The India State-Level Disease Burden Initiative collaborators have reported a significant heterogeneity in the trends of age-standardized incidence of top 10 cancers, including lung cancers from the year 1990 to 2016 in different states of India.[11] The heterogeneity varied from 3.3 times to 11.6 times for the four most common cancers, namely, lip and oral, breast, lung, and stomach cancers.[11] In men, the crude lung cancer incidence rate was the highest in Kerala and Mizoram (19.5 [17.5–21.3] and 18.9 [17.2–20.5], respectively), whereas in women, it was the highest in Mizoram and Manipur (18.9 [10.7–20.8] and 8.3 [6.5–9.2], respectively).[11] In 2016, the crude deaths and disability-adjusted life-years (DALY) rate for lung cancer was the highest in Mizoram (502·8) followed by Kerala (276·1), Manipur (274·1), and Jammu and Kashmir (269·0).[11] As per the Global Burden of Diseases, Injuries, and Risk Factors Study (GBD) for lung cancer in India, 43.2% of the lung cancer DALYs were attributed to tobacco consumption and 43% to air pollution in 2016[11] and are considered to be the leading risk factors for lung cancers.[11] The most common histology for nonsmokers is adenocarcinoma and SqCC for moderate to heavy smokers.[12]

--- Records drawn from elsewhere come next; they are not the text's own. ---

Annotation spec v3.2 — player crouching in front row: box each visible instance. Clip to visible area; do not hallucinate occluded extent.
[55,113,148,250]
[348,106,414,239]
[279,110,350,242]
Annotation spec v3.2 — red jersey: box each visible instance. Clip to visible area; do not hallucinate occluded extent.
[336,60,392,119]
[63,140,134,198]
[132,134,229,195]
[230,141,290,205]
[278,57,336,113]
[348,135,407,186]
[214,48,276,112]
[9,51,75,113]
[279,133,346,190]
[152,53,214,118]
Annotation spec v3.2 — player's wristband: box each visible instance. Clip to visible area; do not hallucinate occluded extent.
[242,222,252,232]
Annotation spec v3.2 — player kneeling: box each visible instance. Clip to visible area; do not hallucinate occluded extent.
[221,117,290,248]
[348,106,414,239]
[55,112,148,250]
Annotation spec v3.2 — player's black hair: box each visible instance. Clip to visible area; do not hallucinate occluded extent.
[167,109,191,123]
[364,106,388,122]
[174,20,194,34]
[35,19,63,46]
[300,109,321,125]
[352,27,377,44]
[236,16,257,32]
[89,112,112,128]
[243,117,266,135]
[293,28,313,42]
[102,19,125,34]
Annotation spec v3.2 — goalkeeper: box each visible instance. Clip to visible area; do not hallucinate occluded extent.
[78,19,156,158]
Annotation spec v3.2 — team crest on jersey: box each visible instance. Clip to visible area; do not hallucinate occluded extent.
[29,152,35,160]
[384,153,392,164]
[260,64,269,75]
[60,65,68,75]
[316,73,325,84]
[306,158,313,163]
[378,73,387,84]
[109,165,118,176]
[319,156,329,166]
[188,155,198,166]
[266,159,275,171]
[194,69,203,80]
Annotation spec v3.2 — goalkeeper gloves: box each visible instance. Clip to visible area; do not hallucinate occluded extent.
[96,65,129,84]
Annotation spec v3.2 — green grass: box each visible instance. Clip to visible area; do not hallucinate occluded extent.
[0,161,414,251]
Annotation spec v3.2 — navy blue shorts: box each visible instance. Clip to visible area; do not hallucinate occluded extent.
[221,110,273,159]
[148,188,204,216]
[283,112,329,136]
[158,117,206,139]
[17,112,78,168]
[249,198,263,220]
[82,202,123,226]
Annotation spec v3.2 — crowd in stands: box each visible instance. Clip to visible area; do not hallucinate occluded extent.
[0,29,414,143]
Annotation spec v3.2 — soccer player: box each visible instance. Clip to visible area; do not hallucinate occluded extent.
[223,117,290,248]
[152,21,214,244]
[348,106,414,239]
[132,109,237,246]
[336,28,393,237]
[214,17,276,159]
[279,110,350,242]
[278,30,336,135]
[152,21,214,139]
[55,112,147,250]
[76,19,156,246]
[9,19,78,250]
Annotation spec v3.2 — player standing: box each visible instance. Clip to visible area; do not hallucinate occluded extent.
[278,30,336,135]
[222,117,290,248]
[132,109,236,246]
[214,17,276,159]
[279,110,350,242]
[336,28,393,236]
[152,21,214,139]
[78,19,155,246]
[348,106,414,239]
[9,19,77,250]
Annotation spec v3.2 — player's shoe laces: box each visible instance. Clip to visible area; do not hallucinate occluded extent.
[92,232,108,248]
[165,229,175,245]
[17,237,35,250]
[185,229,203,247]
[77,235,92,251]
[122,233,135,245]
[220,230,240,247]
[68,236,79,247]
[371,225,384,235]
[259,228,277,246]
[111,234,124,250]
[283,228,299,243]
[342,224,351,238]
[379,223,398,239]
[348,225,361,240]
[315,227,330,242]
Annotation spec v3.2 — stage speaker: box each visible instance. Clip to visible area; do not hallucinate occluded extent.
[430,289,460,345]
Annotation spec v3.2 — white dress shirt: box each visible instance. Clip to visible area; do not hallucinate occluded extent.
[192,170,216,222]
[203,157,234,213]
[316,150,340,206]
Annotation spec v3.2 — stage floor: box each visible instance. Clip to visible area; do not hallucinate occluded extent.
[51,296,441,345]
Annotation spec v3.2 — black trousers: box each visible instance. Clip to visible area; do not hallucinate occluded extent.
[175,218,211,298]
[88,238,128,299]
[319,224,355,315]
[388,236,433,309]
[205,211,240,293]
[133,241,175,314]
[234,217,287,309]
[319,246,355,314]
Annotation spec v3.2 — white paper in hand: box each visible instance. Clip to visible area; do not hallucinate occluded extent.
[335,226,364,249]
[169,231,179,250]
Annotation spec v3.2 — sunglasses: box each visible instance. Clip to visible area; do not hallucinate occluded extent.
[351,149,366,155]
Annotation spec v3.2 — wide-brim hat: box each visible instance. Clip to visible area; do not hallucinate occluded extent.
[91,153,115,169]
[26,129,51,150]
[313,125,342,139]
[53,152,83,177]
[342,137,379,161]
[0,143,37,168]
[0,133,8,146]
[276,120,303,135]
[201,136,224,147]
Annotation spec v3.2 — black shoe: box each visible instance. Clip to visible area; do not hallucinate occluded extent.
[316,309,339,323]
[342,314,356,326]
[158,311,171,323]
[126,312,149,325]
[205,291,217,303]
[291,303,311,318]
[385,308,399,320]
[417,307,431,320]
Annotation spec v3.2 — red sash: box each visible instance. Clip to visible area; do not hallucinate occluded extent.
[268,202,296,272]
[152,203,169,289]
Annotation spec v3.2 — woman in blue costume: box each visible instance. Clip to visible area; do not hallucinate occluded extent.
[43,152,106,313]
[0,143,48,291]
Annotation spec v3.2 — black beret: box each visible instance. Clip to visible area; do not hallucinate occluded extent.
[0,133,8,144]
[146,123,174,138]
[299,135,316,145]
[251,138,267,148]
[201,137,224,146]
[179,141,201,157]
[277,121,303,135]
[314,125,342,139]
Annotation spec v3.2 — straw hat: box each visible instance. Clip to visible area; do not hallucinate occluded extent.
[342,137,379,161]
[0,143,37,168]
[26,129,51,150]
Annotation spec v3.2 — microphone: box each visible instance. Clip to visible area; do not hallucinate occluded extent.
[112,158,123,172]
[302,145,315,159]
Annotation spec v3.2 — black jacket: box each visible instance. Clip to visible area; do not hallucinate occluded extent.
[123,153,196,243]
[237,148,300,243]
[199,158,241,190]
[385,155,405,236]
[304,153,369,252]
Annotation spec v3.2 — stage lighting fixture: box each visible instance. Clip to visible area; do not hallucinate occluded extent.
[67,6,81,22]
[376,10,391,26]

Adenocarcinoma is the most common variant of lung cancer followed by SqCC in the Western countries and many of the Asian countries[4]; however, in a retrospective analysis of 1,301 lung cancer patients (2011–2015) in North India, adenocarcinoma and SqCC were found to be equally prevalent (36.4% each).[13] On the other hand, NSCLC not otherwise specified (NSCLC-NOS) significantly decreased in prevalence (10.9% in 2012 to 5.1% in 2017; P < 0.001).[13] Majority of all newly diagnosed lung cancer patients (83.4%) had advanced disease (Stages IIIB and IV) and were current/ex-smokers (76.9%).[13] A retrospective study (2018) from Kerala (South India) reported the prevalence of SqCC (29%) to be higher than adenocarcinoma (26%).[14] Although SqCC is considered to be the most common histological type of lung cancer in India, recent studies show an increased prevalence of adenocarcinoma over the SqCC.[15],[16],[17],[18] A retrospective study of prospectively collected data on lung cancer from a tertiary care center in Chennai (South India), during a 5-year period, showed the most common histology to be adenocarcinoma (42.6%), followed by SqCC (15.6%).[16] Another cross-sectional study in Madurai (South India) from 2018 to 2019 detected 50% adenocarcinoma and 36% SqCC in suspected lung cancer patients.[17] In a study by Murali et al. (2017)[18] in Chennai (South India) adenocarcinoma was found in 51% lung cancer patients who underwent treatment.

The highest age-adjusted incidence rates (45 per 100,000 population) and the lowest age-adjusted incidence rates (2 per 100,000 population) of lung cancer have been reported in northeastern India and western India, respectively.[15] Likewise, there are considerable variations in the demographic profile, including age, gender, stage, histology, and driver mutations (prevalence of EGFR mutations and ALK rearrangements) in different regions of India.[15]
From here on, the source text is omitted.